# REISER4 people: reiser4progs 1.0.4 is out

## Tiger683

hey,

just in case anyone is interested:

```

ftp://ftp.namesys.com/pub/reiser4progs/reiser4progs-1.0.4.tar.gz

ftp://ftp.namesys.com/pub/reiser4progs/libaal-1.0.4.tar.gz

```

EDIT: Is it just me or does kernel.org have a downtime today?

----------

## ahorn

8 Days later and it still isnt in portage (~amd64).
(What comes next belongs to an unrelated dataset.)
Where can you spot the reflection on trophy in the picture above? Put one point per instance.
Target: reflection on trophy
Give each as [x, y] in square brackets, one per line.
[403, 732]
Anyway, R4 works now here.

----------

## Jake

 *ahorn wrote:*   

> 8 Days later and it still isnt in portage (~amd64).
> 
> Anyway, R4 works now here.

 

What problems were you having with 1.0.3? I'm getting lockups every few days, but I don't want to remake all my filesystems if it's a kernel bug.

----------

## ahorn

 *Jake wrote:*   

> I'm getting lockups every few days, but I don't want to remake all my filesystems if it's a kernel bug.

 

1.0.3 doesnt work on amd64 very well. 1.0.4 do the job without lockups and fs errors. Also you need a kernel patched with the newest reiser4 patches. I dont have to remake all filesystems, i run R4 only at /home and to the day if is really stable (look at the problems with Hyperthreading, R4 is still buggy), i'm going to use it on the whole system (if there's no faster fs).

Maybe an use with /var/tmp is usefull, but i'm to lazy to do new partitions. the fact is, you have to format you partition with 1.0.4!

----------

## feld

negative. no need to "reformat".

http://gentoo-wiki.com/HOWTO_Update_reiser4_partitions

enjoy

-Feld

----------

## ahorn

If i want to go from 3.6 to 4, is it possible to --fix the FS? I don't think so.

But the Tipp for already formated reiser4-partitions is great!

----------

## feld

ooh my bad. i thought u already had reiser4!

-Feld

----------

## Jake

 *ahorn wrote:*   

> If i want to go from 3.6 to 4, is it possible to --fix the FS? I don't think so.
> 
> But the Tipp for already formated reiser4-partitions is great!

 

reiser4 is a completely different filesystem, written mostly from scratch.

----------

## feld

anyone know of any bleeding edge live cds out there that have this version of the tools on it so I can update my root partition? i dont feel like making a stage 3 on another partition and doing it from there.

-Feld

----------

## ahorn

I'm on a reiser 1.0.4 morph25 livecd for 32bit.

at first i wana do a amd64 r1.0.4 cd, but i cant compile anything in my chroot with the amd64 stages  :Sad: , so i switched to 32bit and do this for my pentium.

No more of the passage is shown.